Inoculation experiments with asexual spores (or conidia) form a cornerstone in the research field of many fungal-plant pathosystems. This includes the need to carry out disease resistance screening [17, 21], comparative phenotypic assays [22], isolate maintanence, quantitative trait locus analyses of biparental populations and genome wide association studies of diversity panels [23, 24]. Already in 1977, the effects of substrate, temperature and photoperiod on sporulation of Ptr were studied [25]. Odvody and Boosalis (1981) reported a sporulation technique which involved carrying out an initial culture on potato-dextrose agar, transferring mycelial plugs onto V8 agar followed by induction of conidiophore production under a light source emitting wavelengths of less than 350nm, crucial for subsequent conidia production [26]. This method was further simplified by Raymond et al. (1985) by including both a PDA and V8 sector in the same petri dish to help induce conidiophore production [27]. It was not until Lamari and Bernier (1989) formulated their inoculum production method in 1989 which combined these culture media to a single V8-PDA agar, that this would become a commonly used method to collect Ptr conidia [28]. The Lamari/Bernier method is a modification of Raymonds et al. with the main adaptations being the use of a single medium (V8-PDA), growing the mycelial cultures in continuous darkness as well as further growing the transferred single plugs per petri dish in the dark. Conidiophore formation was induced by flooding the grown colony with water and flattening of the mycelia followed by a 24 light incubation. A subsequent dark incubation at 15°C induced conidia formation. However, this approach remained time-consuming and labour-intensive to harvest sufficient conidia numbers for applications such as infection assays [21]. To overcome this limitation, Dinglasan et al. (2016) raised conidia by overlaying infected wheat stubbles on a TS-susceptible wheat variety followed by overhead watering to generate a substantial amount of conidia (2x105 conidia in 20 ml of spore suspension) for infection studies. Despite the high inoculum number, the production of conidia using live plants from stubble-borne infection is time intensive and non-axenic, thus run the risk of containing co-infecting fungal pathogens of wheat [29].

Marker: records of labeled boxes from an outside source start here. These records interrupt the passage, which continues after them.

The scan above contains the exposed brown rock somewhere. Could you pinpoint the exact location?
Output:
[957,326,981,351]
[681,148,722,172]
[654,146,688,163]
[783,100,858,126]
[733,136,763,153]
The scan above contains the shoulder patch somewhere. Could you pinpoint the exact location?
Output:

In this study, we set out to develop an optimized sporulation protocol using in vitro culturing of Ptr that is simple, time-efficient and can consistently generate high spore inoculum numbers, free of mycelial/microbial contaminations. To efficiently harvest the conidia raised through this optimised approach, we devised a simple harvesting strategy by taking advantage of the hydrophobic property of fungal conidia. By adopting these modified approaches, we were able to devise a simple protocol that repeatedly generates three orders of magnitude more conidia per vegetative petri dish (3x106) compared to the Lamari and Bernier-based method [28]. Moreover, no mycelial contamination could be observed in the conidial extract. Here, we describe the modifications and optimisations that led to our inoculum production method and evaluate this optimized protocol on a range of Ptr isolates. We also tested this improved method on taxonomically related fungal pathogens of barley that causes net form diseases of barley, Pyrenophora teres f. teres and f. maculata, and similarly observed significant improvements in conidia production and purity.